LVM2 Setup for Ubuntu Install

Posted on 2009-04-29
Last Modified: 2013-12-15
I'm a complete newbie to linux.  I have a tablet with vista as the primary os.  I have partitioned my disk and freed up plenty of space, so that's not a problem.

Fedora installs fine because it has lvm built into the install.  I want to install ubuntu, however.  Ubuntu does not support the creation of lvm volumes within the cd install.  This is preventing me for continuing.

Can someone please give me a summary of what needs to be done to get an lvm volume installed prior to the os installation.  I assume that this is how I want to do it.

Question by:xi2pay
    LVL 35

    Expert Comment

    This guide should help you along:

    On the other hand, are you sure you need LVM?
    If, on your free space, you create a small swap partition and give all the rest to the "/" mountpoint, you will not need LVM and can skip the difficult steps in that tutorial.
    LVL 35

    Expert Comment

    If you do it the way I suggested you will not have a separate /home partition.
    But the advantages of a separate /home partition focus around re-installation/upgrade issues. In Ubuntu, you can make a disribution upgrade from within the OS, so keeping your /home folder intact:

    And for the purpose of backing up / restoring your /home folder and files, there are comfortable solutions, like "Simple Backup":

    Author Comment

    thanks torimar.  i'll give the simple solution a shot tonight.
    LVL 35

    Accepted Solution

    To make the "simple solution" even simpler: I usually pre-partition my drives before installing a Linux distro, so I don't have to use the in-built partition managers which sometimes may be more tricky to use than GParted.

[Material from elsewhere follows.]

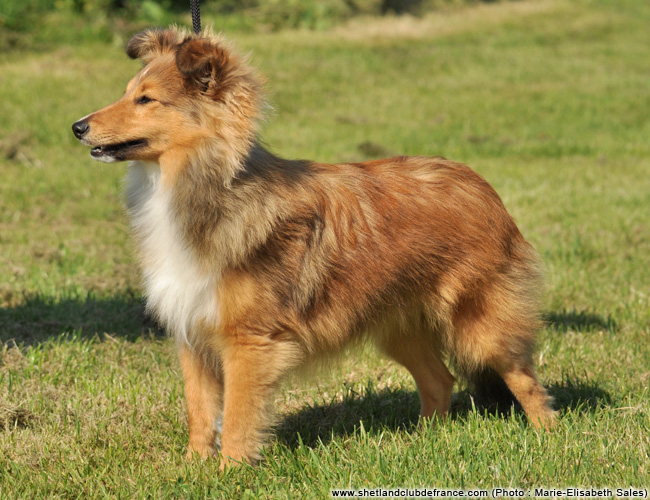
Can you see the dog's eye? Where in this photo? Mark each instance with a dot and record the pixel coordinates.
(144, 100)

    What I use is the Parted Magic boot CD:, but it should be possible to do the same simply booting into Ubuntu Live. Select the partition editor among administrative tools, then create a small swap at the end of the drive (sized about the size of your RAM + 10% - if you never use hibernation, you may make it smaller though).

    Then turn the rest of the unallocated space into one big Ext3 partition (I don't yet trust ext4).
    In the installer, you now only have to attribute mountpoints to the partitons that already exist.

    If you wish to keep the Vista bootloader instead of changing to Linux Grub, check out the EasyBCD solution:

    Author Comment

    Sweet!  I took your advice and did it the easy way for now using gparted.  Worked like a charm.  Will now try EasyBoot to change the MBR to vista.  Thx very much torimar!